NSS Labs, founded in 1991 is one of the most respected information security research companies in the world. Besides publishing research reports, they offer a first class testing environment where products from various security vendors are tested. They currently have 19 senior level security analysts on staff with the majority of them having 10+ years of experience working in the security industry. Their analysts come from all walks of life including Gartner, Fortinet, 451 Research, Trustwave and so on.
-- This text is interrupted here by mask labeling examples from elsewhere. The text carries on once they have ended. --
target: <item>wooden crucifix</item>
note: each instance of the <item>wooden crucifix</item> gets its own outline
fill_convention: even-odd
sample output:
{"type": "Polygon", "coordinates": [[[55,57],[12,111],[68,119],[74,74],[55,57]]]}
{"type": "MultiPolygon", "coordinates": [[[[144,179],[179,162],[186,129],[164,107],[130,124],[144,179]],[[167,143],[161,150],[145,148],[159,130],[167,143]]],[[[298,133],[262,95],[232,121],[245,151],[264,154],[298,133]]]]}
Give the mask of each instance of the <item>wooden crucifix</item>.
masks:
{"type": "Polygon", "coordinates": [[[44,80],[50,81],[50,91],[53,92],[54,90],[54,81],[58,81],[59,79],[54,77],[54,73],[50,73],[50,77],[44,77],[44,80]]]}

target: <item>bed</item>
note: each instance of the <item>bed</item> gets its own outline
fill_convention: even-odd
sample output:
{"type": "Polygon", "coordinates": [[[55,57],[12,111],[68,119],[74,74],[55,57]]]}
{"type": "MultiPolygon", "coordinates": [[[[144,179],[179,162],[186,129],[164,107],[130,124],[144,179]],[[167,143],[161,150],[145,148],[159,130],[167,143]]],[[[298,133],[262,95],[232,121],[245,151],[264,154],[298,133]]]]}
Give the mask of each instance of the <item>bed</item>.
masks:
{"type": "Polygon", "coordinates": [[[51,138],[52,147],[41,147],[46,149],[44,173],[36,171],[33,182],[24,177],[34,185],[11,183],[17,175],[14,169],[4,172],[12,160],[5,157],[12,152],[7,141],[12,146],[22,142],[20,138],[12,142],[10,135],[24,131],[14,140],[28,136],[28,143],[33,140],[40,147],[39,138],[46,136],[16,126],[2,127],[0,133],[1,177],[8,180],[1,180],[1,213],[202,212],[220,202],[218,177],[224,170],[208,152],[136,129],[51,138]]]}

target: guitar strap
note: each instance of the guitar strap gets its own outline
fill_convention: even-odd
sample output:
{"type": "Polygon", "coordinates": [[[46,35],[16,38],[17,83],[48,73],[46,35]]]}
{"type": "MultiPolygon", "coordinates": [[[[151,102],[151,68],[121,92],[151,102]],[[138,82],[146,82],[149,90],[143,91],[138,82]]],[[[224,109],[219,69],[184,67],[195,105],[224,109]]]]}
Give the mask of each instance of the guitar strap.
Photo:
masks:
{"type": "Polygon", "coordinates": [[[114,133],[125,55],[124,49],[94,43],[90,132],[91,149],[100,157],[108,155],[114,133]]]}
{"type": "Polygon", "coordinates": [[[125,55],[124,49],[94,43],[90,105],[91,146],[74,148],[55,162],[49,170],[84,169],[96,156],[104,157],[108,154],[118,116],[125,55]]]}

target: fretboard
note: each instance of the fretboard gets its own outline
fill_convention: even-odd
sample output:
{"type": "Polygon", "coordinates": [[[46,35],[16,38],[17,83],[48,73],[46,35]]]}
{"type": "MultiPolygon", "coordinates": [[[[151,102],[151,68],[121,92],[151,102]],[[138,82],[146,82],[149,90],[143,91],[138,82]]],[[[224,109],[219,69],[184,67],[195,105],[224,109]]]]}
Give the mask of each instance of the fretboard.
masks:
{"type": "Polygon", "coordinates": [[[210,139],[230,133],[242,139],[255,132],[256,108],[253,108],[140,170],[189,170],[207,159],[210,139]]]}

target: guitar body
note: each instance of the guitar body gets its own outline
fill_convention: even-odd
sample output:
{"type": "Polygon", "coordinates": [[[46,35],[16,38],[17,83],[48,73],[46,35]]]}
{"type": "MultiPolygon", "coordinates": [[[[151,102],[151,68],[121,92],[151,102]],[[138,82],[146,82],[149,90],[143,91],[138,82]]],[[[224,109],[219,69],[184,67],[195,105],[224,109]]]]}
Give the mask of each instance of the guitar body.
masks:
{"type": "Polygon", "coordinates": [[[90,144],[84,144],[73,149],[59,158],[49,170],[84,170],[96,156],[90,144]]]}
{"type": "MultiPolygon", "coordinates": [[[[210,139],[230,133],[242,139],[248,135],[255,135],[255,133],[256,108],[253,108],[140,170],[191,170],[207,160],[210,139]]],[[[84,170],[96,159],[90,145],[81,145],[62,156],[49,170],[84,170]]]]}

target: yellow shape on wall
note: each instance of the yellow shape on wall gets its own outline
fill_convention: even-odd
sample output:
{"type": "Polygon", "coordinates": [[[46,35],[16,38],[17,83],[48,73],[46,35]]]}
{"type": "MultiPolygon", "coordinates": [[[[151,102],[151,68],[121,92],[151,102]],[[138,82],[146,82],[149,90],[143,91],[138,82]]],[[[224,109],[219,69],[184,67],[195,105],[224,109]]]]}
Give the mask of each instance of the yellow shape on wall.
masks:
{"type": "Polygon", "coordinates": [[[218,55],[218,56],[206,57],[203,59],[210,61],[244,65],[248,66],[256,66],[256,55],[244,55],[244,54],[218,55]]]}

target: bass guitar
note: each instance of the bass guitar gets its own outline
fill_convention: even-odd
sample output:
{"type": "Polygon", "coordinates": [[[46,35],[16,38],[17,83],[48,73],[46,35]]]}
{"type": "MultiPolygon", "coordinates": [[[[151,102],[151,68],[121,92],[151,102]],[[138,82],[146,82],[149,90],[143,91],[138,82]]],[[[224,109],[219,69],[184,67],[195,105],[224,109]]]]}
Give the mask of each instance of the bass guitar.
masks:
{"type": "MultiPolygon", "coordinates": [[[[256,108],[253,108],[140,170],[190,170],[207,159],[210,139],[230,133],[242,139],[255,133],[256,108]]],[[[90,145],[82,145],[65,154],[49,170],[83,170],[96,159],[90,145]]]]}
The intellectual brain power at NSS Labs is mind blogging. The last thing you ever want to do at a cocktail party is ask them a question about malware, because their answer will probably make your head spin. Yesterday, analysts Thomas Skybakmoen and Jason Pappalexis published a comparative analysis called “Security Value Map for Breach Detection” comparing security platforms from six well-known companies: AhnLabs, Fedelis, FireEye, Fortinet, Sourcefire and Trend Micro.  

NSS Labs Background
  • Started in 1999
  • Raised: Undisclosed from LiveOak Venture Partners
  • Service Offering: Leading Information Security Research and Testing Lab of security products
  • LinkedIn Employee Count: 60
  • Senior Level Security Analyst on Staff: 19
  • Executives: Vikram Phatak (CEO) and Bob Walder (COO)
  • HQ: Austin Texas
FireEye vs NSS Labs

NSS Labs evaluated the products on a wide ranges of metrics, including security effectiveness, performance, the ability to detect malware, TCO, and so on. NSS Labs claims to be the first company to conduct a test of this kind. After the report was published, FireEye’s stock drop from $65/share to $55/share that wiped out $800M+ in market valuation. The initial thought that comes to mind, “are you serious”. First of all, the reports that NSS Labs publishes are informative, educational, interesting, well thought out, and offer a unique perspective.

However, NSS Lab reports are not the Final word, but only a solid data point that is to be used with other data points when making a decision. Secondly, can you really test an enterprise class, comprehensive security platform in a lab? Testing the performance and TCO of a Cisco router vs a Juniper router is doable. Testing and comparing Oracle RDMS to IBM DB2 is more difficult. Testing and comparing Akamai against EdgeCast is really difficult. Testing and comparing comprehensive security platforms from different vendors is just not possible in a lab, no matter how many PHD’s you have on staff.

How can NSS Labs create a test environment that mimics the real world?  The real world has thousands of computers, spread across dozens of locations around the world, dozens of business applications on the backend, more applications on the front end, hundreds or thousands of smart phones and tablets from different manufacturers, and on and on.

There are literally thousands of moving parts internally and externally to every large enterprise. How can you mimic that in a lab? And then you have the hackers, from the rookies to the mathematicians, who are creating thousands of malware variants and zero-day attacks. It’s kind of a shame that NSS Labs created something out of nothing, and in the process detonated $800M in market valuation in FireEyes stock. FireEye is fuming. $800M drop in valuation is no laughing matter.

FireEye, welcome to Wall Street, the land of the cowboys where misinformation can wipe out months of hard work in hours. Lesson learned for FireEye – next time before NSS Labs publishes the edition of its report that you decline to participate in, make sure you alert the entire press before hand, stating your objections loudly to the test, pointing out the flaws of their testing methodology, and neutralizing their arguments. Wall Street hates bad surprises.